Following a hearing, the trial court determined that it lacked plenary jurisdiction to grant the intervenor’s petition and motions and therefore entered an order denying the intervention and the post-judgment motion on June 2, 2020. The appellate court wrote that the question whether the trial court retained plenary jurisdiction to grant the petition in intervention turned on whether the comp carrier was a party or a non-party to the case.
A trial court retains plenary power over its judgment for thirty days. “A motion to modify, correct, or reform a judgment . . . extend[s] the trial court’s plenary power to change its judgment beyond the initial thirty-day period” for up to an additional seventy-five days. A non-party, however, “may not move for a new trial or file a post-judgment motion to extend the court’s plenary jurisdiction unless the non-party successfully intervenes.” “A non-party successfully intervenes if he files a plea in intervention prior to the entry of judgment and the court does not strike the plea on the motion of a party.” However, “a plea in intervention comes too late if filed after judgment and may not be considered unless and until the judgment has been set aside.” (Citations omitted.)
The comp carrier filed a notice of appeal to the court of appeals on July 1, 2020. The claimant contended that the carrier’s notice of appeal was filed too late to invoke the jurisdiction of the court of appeals. The court of appeals agreed. The court reasoned that because the carrier attempted to intervene post-judgment and the judgment was not set aside within thirty days from its entry, its petition in intervention was not effective, and its motion for new trial did not extend the trial court’s plenary jurisdiction. Accordingly, the court ruled that the carrier’s notice of appeal was well beyond its April 1 2020 deadline to do so.
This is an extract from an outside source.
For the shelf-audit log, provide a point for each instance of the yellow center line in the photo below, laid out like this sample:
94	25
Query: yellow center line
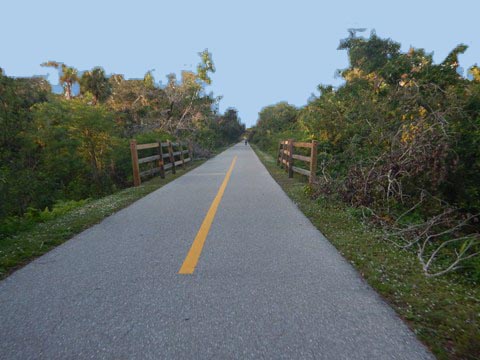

The carrier argued on appeal however that it was not appealing from the final judgment but was, rather, taking an appeal from the June 2, 2020, order denying the carrier’s petition in intervention and its post-judgment motions. The court of appeals rejected the argument:
Because the trial court entered its final order in this case on March 2, 2020, it lost plenary power over that judgment on April 1, 2020. The June 2, 2020, order was therefore issued at a time when the trial court no longer had plenary power over its judgment. “Judicial action taken after the court’s jurisdiction over a cause has expired is a nullity.” Consequently, the June 2 order did not trigger the appellate timetable.
The court of appeals dismissed the carrier’s appeal for want of jurisdiction.